Takashi Miike es un director cambiante, que tanto aborda proyectos de bajísimo presupuesto ("Zebraman") o se dedica a obras comerciales en el seno de la industria ("Llamada Perdida"). En todo caso, sea cual sea el proyecto, siempre deja su impronta personal, siendo sus obras fácilmente clasificables dentro de un discurso "autoral".

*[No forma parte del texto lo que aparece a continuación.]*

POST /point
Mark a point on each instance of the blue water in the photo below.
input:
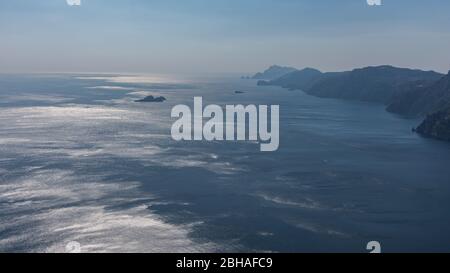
(88, 164)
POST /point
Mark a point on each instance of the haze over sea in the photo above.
(82, 161)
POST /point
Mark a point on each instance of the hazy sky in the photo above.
(168, 36)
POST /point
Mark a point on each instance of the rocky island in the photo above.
(152, 99)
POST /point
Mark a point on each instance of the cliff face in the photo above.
(423, 100)
(436, 125)
(405, 91)
(376, 84)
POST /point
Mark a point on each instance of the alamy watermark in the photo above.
(263, 127)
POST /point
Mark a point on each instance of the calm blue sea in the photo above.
(81, 161)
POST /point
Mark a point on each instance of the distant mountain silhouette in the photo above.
(273, 72)
(404, 91)
(424, 99)
(377, 84)
(299, 79)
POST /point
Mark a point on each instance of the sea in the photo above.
(81, 161)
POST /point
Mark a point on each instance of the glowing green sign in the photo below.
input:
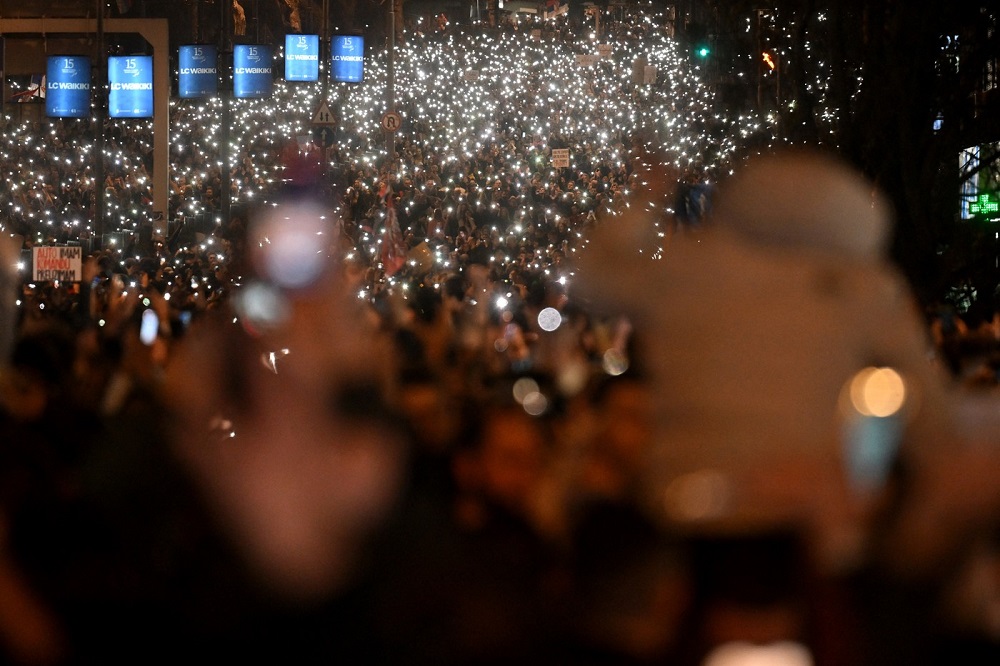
(985, 204)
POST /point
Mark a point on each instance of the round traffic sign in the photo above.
(391, 121)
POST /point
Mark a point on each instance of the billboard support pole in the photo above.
(225, 196)
(99, 190)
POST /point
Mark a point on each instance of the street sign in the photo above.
(323, 136)
(324, 116)
(391, 121)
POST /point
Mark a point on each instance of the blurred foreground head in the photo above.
(754, 327)
(281, 408)
(808, 200)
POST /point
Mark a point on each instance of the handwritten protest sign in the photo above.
(63, 263)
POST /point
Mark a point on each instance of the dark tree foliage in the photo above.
(870, 78)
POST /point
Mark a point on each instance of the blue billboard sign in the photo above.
(348, 52)
(199, 71)
(252, 70)
(302, 57)
(67, 87)
(130, 84)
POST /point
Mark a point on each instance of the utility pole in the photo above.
(324, 49)
(390, 138)
(99, 190)
(225, 54)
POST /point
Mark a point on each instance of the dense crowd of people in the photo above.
(417, 409)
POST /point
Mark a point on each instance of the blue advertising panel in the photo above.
(199, 71)
(348, 58)
(302, 57)
(130, 84)
(252, 70)
(67, 88)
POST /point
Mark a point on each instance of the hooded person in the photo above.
(767, 325)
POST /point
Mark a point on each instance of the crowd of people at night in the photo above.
(452, 403)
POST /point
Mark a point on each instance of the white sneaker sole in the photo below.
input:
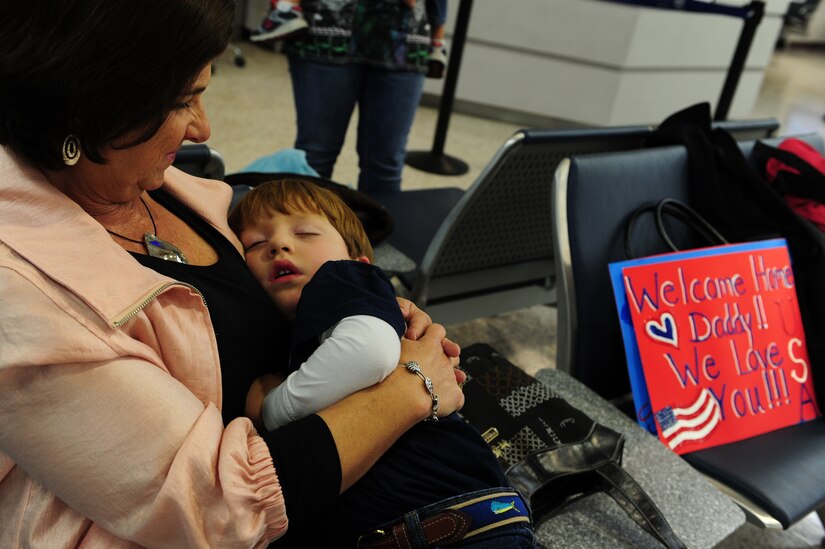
(281, 32)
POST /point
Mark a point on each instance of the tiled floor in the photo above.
(251, 112)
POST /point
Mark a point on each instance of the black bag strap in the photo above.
(679, 210)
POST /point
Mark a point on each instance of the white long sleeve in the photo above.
(359, 351)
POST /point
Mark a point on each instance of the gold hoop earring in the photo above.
(71, 150)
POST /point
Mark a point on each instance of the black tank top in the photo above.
(253, 336)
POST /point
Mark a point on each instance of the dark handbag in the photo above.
(735, 197)
(551, 452)
(678, 210)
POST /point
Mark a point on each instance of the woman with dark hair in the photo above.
(120, 392)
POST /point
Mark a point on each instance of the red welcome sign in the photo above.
(717, 338)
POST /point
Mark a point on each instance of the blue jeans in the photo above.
(325, 96)
(517, 535)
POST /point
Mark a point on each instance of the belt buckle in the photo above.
(373, 536)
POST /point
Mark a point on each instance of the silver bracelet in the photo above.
(414, 368)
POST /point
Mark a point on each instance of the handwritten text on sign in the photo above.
(721, 343)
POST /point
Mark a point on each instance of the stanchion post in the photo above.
(740, 55)
(435, 160)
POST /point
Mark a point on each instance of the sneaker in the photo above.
(437, 62)
(279, 24)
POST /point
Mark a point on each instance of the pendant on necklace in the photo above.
(163, 250)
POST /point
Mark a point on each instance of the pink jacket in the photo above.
(110, 394)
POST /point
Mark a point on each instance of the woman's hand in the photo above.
(417, 323)
(440, 366)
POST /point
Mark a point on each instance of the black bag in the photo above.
(679, 210)
(377, 221)
(735, 197)
(550, 451)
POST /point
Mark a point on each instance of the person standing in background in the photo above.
(373, 54)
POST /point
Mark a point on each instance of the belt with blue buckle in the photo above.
(455, 523)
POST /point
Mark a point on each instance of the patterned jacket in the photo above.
(381, 33)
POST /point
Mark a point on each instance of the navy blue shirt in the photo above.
(432, 461)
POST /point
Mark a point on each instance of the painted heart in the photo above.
(664, 330)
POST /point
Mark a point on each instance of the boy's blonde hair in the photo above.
(289, 196)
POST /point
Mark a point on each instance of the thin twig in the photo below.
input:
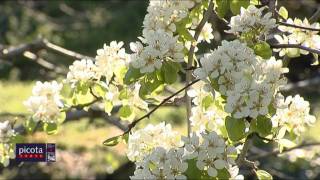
(37, 45)
(242, 161)
(315, 16)
(190, 60)
(285, 150)
(134, 123)
(276, 46)
(297, 26)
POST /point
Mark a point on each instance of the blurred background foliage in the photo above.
(84, 26)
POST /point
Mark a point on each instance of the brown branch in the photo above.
(296, 26)
(241, 160)
(134, 123)
(37, 45)
(276, 152)
(190, 60)
(315, 16)
(277, 46)
(43, 63)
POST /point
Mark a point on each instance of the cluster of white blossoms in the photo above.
(108, 62)
(211, 154)
(248, 81)
(158, 42)
(304, 37)
(252, 19)
(81, 70)
(45, 102)
(6, 132)
(164, 14)
(159, 46)
(143, 141)
(208, 150)
(206, 114)
(162, 164)
(111, 59)
(293, 113)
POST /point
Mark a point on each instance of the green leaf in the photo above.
(254, 2)
(263, 49)
(283, 12)
(29, 125)
(113, 141)
(235, 128)
(17, 139)
(126, 112)
(50, 128)
(193, 172)
(61, 117)
(263, 175)
(124, 94)
(222, 7)
(223, 174)
(286, 143)
(264, 126)
(235, 5)
(132, 75)
(170, 72)
(108, 106)
(207, 101)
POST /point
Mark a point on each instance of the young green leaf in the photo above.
(235, 5)
(263, 175)
(264, 125)
(283, 12)
(222, 7)
(263, 49)
(50, 128)
(235, 128)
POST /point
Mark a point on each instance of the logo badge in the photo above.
(36, 152)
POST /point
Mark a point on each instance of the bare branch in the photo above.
(276, 152)
(315, 16)
(37, 45)
(276, 46)
(198, 30)
(134, 123)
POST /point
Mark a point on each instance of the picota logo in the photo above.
(35, 152)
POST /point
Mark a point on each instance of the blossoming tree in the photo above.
(232, 93)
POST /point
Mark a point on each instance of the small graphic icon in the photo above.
(36, 152)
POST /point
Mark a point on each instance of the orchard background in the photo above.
(45, 37)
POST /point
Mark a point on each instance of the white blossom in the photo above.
(45, 101)
(295, 116)
(143, 141)
(110, 59)
(248, 82)
(81, 70)
(251, 20)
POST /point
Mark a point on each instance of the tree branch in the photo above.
(190, 60)
(36, 45)
(296, 26)
(134, 123)
(315, 16)
(285, 150)
(277, 46)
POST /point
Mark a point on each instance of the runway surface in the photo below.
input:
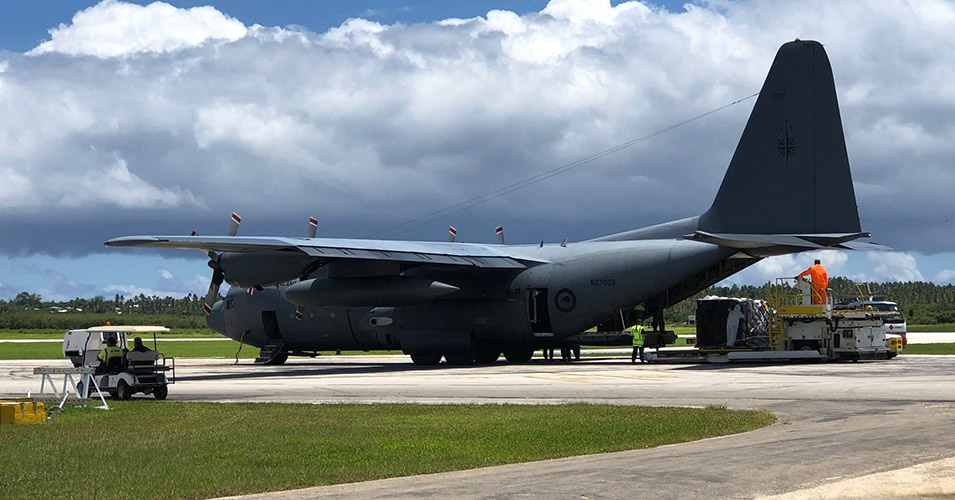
(876, 429)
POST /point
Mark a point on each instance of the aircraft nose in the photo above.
(216, 318)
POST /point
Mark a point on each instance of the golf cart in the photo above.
(144, 371)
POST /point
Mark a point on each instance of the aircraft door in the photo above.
(537, 310)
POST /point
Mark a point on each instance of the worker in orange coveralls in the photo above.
(820, 281)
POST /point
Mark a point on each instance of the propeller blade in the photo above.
(312, 227)
(234, 224)
(213, 293)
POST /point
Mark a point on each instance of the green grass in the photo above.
(944, 327)
(46, 333)
(929, 349)
(148, 449)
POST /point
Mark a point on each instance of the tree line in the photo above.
(30, 311)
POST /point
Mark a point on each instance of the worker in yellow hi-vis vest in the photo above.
(637, 331)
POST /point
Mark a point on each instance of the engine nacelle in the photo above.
(366, 291)
(246, 270)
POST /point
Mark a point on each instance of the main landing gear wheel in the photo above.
(486, 356)
(278, 360)
(124, 391)
(426, 359)
(519, 355)
(161, 392)
(459, 359)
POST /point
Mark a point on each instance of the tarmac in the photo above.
(872, 429)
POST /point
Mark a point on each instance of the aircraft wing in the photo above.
(420, 252)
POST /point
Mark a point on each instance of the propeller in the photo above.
(217, 276)
(312, 231)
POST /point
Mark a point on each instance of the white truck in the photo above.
(790, 327)
(147, 372)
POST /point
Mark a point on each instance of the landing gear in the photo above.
(422, 359)
(161, 392)
(459, 359)
(279, 359)
(519, 355)
(487, 356)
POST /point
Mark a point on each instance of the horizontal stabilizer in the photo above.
(764, 245)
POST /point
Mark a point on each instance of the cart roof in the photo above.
(129, 329)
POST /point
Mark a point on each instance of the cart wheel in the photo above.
(123, 390)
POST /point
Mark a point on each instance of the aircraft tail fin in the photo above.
(790, 172)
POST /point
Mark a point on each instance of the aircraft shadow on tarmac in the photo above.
(246, 371)
(359, 368)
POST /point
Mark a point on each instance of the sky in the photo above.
(120, 118)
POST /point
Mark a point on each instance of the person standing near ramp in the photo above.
(637, 331)
(820, 281)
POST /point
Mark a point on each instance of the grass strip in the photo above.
(156, 450)
(48, 333)
(929, 349)
(942, 327)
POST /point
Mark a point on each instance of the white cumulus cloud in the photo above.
(181, 116)
(111, 28)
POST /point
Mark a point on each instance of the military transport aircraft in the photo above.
(787, 189)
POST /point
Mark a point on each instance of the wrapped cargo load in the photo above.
(731, 323)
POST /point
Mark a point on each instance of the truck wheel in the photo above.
(124, 391)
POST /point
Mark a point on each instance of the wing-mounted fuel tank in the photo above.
(367, 291)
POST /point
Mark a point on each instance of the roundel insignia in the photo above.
(565, 300)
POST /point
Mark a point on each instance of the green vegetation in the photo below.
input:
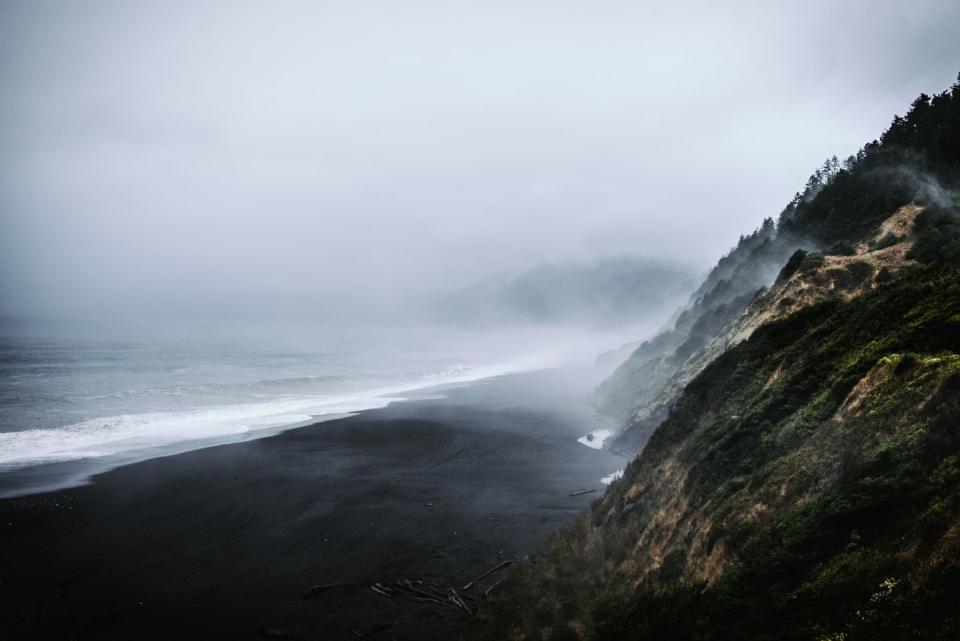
(863, 505)
(805, 484)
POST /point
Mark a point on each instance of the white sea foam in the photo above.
(112, 435)
(596, 439)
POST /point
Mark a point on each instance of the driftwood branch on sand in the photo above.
(495, 568)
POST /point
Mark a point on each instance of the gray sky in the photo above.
(210, 158)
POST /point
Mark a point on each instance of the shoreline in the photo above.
(42, 478)
(223, 541)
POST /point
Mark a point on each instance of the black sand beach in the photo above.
(221, 543)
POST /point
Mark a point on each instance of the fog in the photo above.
(339, 159)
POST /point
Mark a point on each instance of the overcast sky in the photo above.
(220, 158)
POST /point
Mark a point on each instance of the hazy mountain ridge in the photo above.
(839, 212)
(803, 473)
(608, 292)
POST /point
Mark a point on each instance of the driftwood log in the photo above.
(495, 568)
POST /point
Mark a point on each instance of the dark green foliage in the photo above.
(793, 264)
(916, 159)
(938, 236)
(842, 248)
(842, 421)
(821, 563)
(888, 240)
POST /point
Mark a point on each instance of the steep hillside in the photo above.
(802, 475)
(852, 208)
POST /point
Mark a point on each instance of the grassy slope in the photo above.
(806, 484)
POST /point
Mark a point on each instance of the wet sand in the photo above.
(221, 543)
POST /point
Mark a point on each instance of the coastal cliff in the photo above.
(799, 465)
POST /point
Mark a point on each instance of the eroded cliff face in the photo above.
(819, 457)
(799, 432)
(653, 378)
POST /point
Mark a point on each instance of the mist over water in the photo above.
(72, 391)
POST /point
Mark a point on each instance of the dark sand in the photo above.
(220, 543)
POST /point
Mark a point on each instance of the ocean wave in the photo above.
(111, 435)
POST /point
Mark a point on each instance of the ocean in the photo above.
(122, 391)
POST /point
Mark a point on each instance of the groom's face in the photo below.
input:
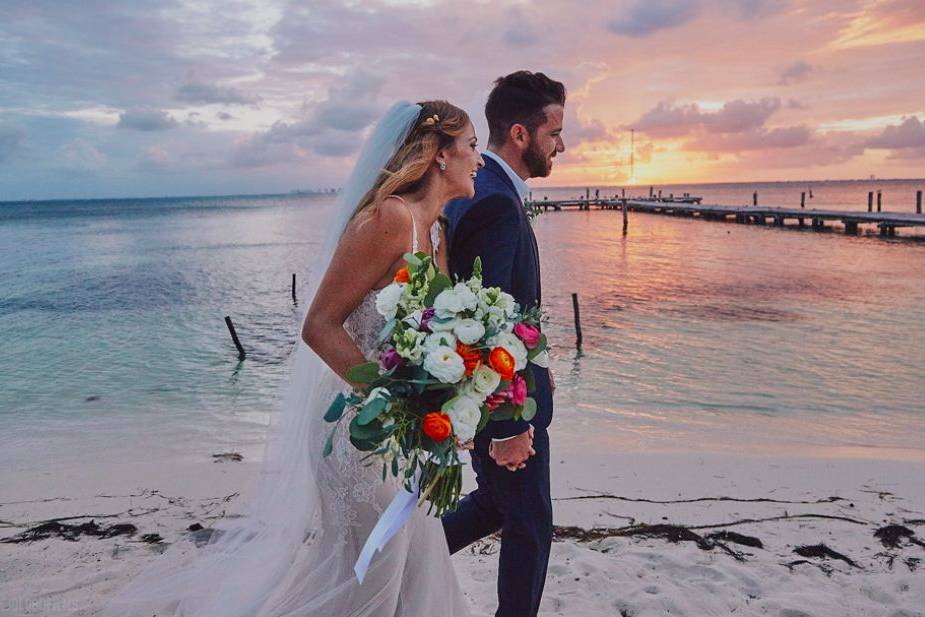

En Crows Zero, aborda la precuela de un popular manga japonés. Este, se encuentra centrado en las luchas de poder dentro de un instituto, el Suzuran, donde los estudiantes forman parte de bandas que se baten en duelo por el control de las diferentes clases y cursos. A este instituto llega Genji Takaya, hijo de un jefe Yakuza, con el objetivo de conseguir el control absoluto del centro, algo que nadie, ni siquiera su padre, ha conseguido nunca. Su mayor rival será Tamao Serizawa, que controlo la mayor parte de las clases. El choque entre los dos desatará una guerra hasta entonces nunca vista.
La aproximación de la historia, en cierta manera, es parecida a la que hacía "Brick". Si en esta se situaba en un instituto una trama de cine negro, en Crows Zero es la trama y los personajes de una típica película de artes marciales los que se ven trasplantados al microcosmos adolescente. Por supuesto, Miike usa una estética especialmente de "dibujos animados", aproximación muy adecuada dado el origen de la historia. Las batallas se suceden en medio de mucha sangre, golpes imposibles y más de un tortazo "slapstick".
Pero a pesar de este acercamiento en principio tan frívolo, la obra sorprende por transmitirnos el mismo tipo de pesar que los bandidos y grandes guerreros arrastran, cuando su destino es luchar sin parar pero sin tener un objetivo claro delante. En esos momentos, donde se habla de honor, traición y coraje, es cuando se dan los mejores momentos del film.
Una obra, por tanto, enteramente recomendable, tanto para fans como neófitos de la obra de Miike.